On 26/03/2019 18:44, Edward Cree wrote:
On 26/03/2019 18:05, Jiong Wang wrote:
eBPF ISA specification requires high 32-bit cleared when low 32-bit
sub-register is written. This applies to destination register of ALU32 etc.
JIT back-ends must guarantee this semantic when doing code-gen.
x86-64 and arm64 ISA has the same semantic, so the corresponding JIT
back-end doesn't need to do extra work. However, 32-bit arches (arm, nfp
etc.) and some other 64-bit arches (powerpc, sparc etc), need explicit zero
extension sequence to meet such semantic.

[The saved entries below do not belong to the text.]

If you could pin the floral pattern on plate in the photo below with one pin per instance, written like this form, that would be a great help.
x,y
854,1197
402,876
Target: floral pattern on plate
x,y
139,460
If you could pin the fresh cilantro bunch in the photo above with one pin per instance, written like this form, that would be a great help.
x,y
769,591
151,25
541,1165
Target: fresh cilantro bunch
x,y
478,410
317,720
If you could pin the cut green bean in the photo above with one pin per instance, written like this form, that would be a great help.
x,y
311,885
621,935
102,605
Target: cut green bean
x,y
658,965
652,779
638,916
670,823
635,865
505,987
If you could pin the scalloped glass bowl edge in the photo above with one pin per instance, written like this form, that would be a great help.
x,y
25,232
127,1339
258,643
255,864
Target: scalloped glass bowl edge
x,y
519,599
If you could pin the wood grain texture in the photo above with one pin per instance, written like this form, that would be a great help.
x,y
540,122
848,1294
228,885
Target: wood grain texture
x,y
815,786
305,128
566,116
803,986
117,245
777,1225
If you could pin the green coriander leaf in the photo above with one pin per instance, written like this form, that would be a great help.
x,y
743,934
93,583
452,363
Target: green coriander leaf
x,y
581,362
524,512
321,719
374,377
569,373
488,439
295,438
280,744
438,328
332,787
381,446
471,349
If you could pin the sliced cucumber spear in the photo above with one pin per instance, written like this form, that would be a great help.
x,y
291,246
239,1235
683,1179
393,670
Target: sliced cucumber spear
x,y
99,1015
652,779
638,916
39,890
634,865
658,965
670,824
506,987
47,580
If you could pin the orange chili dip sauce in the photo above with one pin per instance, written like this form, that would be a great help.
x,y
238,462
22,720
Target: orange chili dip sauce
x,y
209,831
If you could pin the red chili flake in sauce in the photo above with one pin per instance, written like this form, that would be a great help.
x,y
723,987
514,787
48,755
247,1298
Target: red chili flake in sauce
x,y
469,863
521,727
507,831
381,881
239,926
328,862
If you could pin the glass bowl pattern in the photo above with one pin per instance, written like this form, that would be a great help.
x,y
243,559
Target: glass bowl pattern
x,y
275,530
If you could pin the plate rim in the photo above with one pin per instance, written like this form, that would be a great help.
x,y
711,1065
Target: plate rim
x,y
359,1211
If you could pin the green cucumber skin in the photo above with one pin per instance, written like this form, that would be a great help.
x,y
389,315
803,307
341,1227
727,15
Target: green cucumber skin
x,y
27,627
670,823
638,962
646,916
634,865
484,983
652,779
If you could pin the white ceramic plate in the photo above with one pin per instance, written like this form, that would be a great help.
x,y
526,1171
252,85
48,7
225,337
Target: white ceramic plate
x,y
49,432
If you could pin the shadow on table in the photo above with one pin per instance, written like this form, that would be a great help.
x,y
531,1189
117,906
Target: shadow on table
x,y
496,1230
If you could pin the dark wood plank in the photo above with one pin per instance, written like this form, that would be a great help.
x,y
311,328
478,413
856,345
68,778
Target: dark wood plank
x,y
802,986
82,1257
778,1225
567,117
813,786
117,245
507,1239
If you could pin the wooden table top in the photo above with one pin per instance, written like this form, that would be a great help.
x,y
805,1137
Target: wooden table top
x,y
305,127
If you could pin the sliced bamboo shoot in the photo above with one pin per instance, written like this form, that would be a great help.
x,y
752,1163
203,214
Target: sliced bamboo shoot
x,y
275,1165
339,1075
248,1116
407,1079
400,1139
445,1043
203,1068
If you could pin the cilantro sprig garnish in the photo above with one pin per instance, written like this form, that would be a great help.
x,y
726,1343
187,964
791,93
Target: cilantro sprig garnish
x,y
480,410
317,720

This is important, because for code the following:
u64_value = (u64) u32_value
... other uses of u64_value
compiler could exploit the semantic described above and save those zero
extensions for extending u32_value to u64_value. Hardware, runtime, or BPF
JIT back-ends, are responsible for guaranteeing this. Some benchmarks show
~40% sub-register writes out of total insns, meaning ~40% extra code-gen (
could go up to more for some arches which requires two shifts for zero
extension) because JIT back-end needs to do extra code-gen for all such
instructions.
However this is not always necessary in case u32_value is never cast into
a u64, which is quite normal in real life program. So, it would be really
good if we could identify those places where such type cast happened, and
only do zero extensions for them, not for the others. This could save a lot
of BPF code-gen.
Algo:
- Record indices of instructions that do sub-register def (write). And
these indices need to stay with function state so path pruning and bpf
to bpf function call could be handled properly.
These indices are kept up to date while doing insn walk.

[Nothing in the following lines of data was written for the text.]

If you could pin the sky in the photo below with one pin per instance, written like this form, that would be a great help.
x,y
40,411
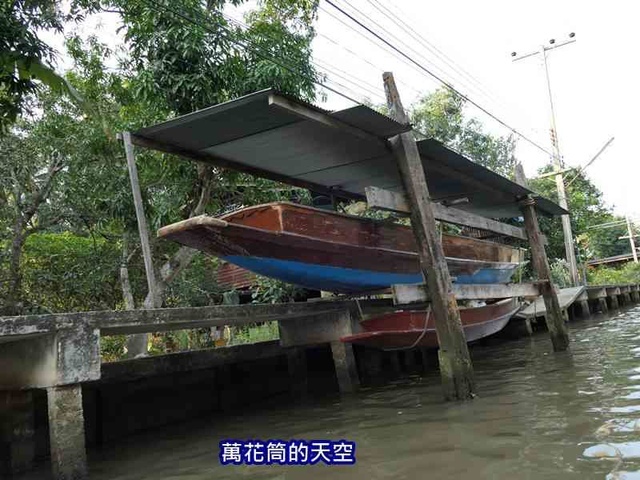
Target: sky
x,y
468,43
594,80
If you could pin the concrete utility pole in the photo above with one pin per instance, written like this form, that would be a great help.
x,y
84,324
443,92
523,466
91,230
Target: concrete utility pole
x,y
562,196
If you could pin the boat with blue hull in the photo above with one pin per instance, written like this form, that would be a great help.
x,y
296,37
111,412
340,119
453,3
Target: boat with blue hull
x,y
324,250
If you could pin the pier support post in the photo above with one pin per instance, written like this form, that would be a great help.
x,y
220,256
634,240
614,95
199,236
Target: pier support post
x,y
370,361
66,432
297,360
602,302
456,369
583,305
345,364
17,430
554,317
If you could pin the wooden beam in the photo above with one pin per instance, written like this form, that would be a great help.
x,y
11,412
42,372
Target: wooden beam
x,y
397,202
163,319
540,263
219,161
456,370
406,294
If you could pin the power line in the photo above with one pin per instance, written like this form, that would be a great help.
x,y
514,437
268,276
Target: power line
x,y
438,78
481,87
365,86
475,84
260,54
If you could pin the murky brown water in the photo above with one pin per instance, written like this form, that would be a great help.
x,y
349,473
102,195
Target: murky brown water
x,y
536,415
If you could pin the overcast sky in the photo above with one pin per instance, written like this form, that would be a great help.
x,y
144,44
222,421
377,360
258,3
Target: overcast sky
x,y
469,42
594,80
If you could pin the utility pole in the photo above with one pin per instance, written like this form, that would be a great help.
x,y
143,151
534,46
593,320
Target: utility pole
x,y
632,240
562,196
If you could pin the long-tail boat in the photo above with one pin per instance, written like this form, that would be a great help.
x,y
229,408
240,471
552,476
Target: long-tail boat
x,y
405,329
324,250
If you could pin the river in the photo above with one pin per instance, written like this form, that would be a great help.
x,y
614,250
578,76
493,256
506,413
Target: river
x,y
539,415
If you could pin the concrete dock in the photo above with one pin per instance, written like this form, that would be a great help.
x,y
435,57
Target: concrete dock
x,y
58,397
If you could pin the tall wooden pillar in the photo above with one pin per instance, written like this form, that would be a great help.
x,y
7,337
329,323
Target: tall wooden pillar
x,y
66,433
554,317
345,364
602,302
17,432
456,369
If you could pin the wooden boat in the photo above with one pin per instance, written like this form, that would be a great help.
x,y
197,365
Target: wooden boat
x,y
416,328
324,250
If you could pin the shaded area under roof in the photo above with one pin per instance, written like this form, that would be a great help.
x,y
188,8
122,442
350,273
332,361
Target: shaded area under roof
x,y
623,258
278,137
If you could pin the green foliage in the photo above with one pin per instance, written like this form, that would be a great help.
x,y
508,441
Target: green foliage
x,y
196,59
269,290
628,273
112,347
25,60
440,115
64,272
255,333
560,273
588,209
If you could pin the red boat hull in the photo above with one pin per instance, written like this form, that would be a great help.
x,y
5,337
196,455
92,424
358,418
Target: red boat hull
x,y
413,328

- A full register read on an active sub-register def marks the def insn as
needing zero extension on dst register.
- A new sub-register write overrides the old one.
A new full register write makes the register free of zero extension on
dst register.
- When propagating register read64 during path pruning, it also marks def
insns whose defs are hanging active sub-register, if there is any read64
from shown from the equal state.
Reviewed-by: Jakub Kicinski <jakub.kicinski@xxxxxxxxxxxxx>
Signed-off-by: Jiong Wang <jiong.wang@xxxxxxxxxxxxx>
---
include/linux/bpf_verifier.h | 4 +++
kernel/bpf/verifier.c | 85 +++++++++++++++++++++++++++++++++++++++++---
2 files changed, 84 insertions(+), 5 deletions(-)

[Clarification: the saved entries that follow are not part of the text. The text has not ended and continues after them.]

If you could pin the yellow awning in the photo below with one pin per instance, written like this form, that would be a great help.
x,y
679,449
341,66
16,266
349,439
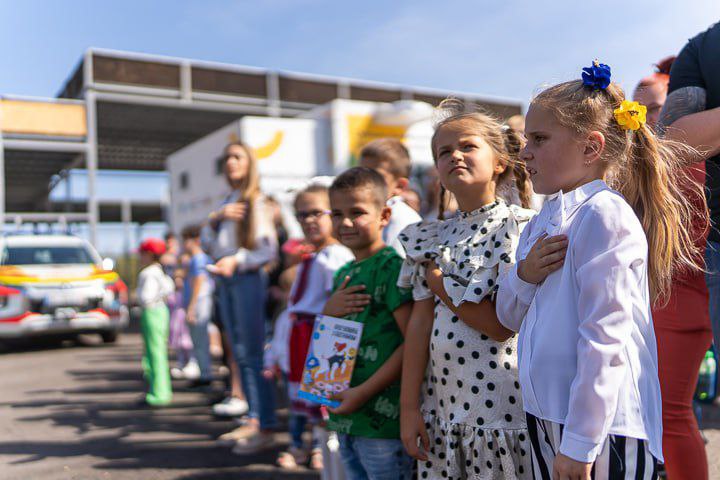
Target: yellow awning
x,y
42,118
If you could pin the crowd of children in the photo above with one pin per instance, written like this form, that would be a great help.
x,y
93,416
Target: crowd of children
x,y
498,342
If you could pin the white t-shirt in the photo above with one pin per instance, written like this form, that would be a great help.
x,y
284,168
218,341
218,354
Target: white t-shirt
x,y
222,241
154,287
402,216
320,279
587,349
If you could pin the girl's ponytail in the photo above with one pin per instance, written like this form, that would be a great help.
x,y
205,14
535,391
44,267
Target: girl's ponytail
x,y
669,203
513,145
648,171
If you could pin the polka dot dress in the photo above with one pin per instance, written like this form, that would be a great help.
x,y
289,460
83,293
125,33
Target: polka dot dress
x,y
471,399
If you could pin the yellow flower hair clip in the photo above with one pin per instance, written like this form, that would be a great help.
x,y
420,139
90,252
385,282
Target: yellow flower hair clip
x,y
630,115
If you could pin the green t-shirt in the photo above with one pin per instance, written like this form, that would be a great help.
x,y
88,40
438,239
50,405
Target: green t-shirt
x,y
379,417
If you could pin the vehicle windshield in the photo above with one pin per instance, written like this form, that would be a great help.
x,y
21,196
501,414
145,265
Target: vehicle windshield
x,y
46,255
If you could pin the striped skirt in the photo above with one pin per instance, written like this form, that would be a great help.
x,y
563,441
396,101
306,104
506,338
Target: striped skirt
x,y
621,458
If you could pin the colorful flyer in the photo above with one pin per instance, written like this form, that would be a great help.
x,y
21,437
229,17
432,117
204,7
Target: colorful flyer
x,y
331,358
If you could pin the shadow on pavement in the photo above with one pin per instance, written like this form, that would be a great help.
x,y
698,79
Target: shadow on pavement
x,y
97,410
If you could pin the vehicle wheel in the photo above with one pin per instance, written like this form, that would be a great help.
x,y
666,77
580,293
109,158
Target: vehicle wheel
x,y
109,337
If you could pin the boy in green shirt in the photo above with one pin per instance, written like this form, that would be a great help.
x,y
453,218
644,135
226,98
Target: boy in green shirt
x,y
367,420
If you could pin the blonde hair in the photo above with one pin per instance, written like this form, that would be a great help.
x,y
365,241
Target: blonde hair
x,y
392,152
249,193
646,170
504,141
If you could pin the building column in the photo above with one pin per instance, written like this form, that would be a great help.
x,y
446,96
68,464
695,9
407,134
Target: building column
x,y
91,163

diff --git a/include/linux/bpf_verifier.h b/include/linux/bpf_verifier.h
index 27761ab..0ae9a3f 100644
--- a/include/linux/bpf_verifier.h
+++ b/include/linux/bpf_verifier.h
@@ -181,6 +181,9 @@ struct bpf_func_state {
*/
u32 subprogno;
+ /* tracks subreg definition. */
Ideally this comment should mention that the stored value is the insn_idx
of the writing insn. Perhaps also that this is safe because patching
(bpf_patch_insn_data()) only happens after main verification completes.
OK, will add more comments for this.
Regards,
Jiong